Ovviamente, questo accadrà se il rapporto tra le valute rimarrà stabile.
Al contrario, se la moneta del Paese che importa ed applica i dazi si rivaluta rispetto a quella del Paese di produzione dei beni, in proporzione diminuirà l’effetto negativo dei dazi di importazione.
Chi beneficia dei dazi
Le ragioni per cui queste imposte vengono introdotte, sono essenzialmente finalizzate a promuovere la produzione locale, ridurre le importazioni ed aumentare le tasse a favore dello Stato.
Questo perché, non ci dimentichiamo mai che, a beneficiare dei dazi, in ultima analisi, è proprio lo Stato stesso.
Esaminando questi principi, possiamo dire che, visto che il consumatore quando effettua una operazione di compravendita lo fa anche in base al prezzo, apparentemente, essendo più conveniente, la produzione locale aumenta.
Ma, attenzione, perché se l’azienda produce anche per il Paese che applica i dazi, si avrà un effetto boomerang.
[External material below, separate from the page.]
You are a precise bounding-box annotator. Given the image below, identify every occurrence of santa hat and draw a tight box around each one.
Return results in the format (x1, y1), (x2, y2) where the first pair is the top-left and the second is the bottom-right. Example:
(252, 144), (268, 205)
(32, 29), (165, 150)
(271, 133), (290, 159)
Ossia quello che le imprese esportatrici avranno difficoltà ad esportare, con la conseguenza che la loro attività subirà delle variazioni negative in termini di risultato, il quale varia in base al quantitativo di prodotto esportato.
In merito, gli Stati Uniti d’America importano in totale beni per 584 miliardi di euro l’anno e, come è noto, intendono applicare dei dazi sui prodotti importati dal resto del mondo, ad iniziare dai beni europei.
I principali Paesi esportatori verso gli USA
L’Italia, la Germania e l’Irlanda, sono i principali esportatori verso gli USA. In particolare, il nostro Paese, secondo solo alla Germania, nel 2023 ha esportato beni per 67.266 milioni di euro.
Applicando su questi prodotti il dazio del 25%, come dichiarato dal presidente Donald Trump, il costo complessivo aumenterebbe di 16.816 milioni di euro, per un totale di 84.082 milioni di euro.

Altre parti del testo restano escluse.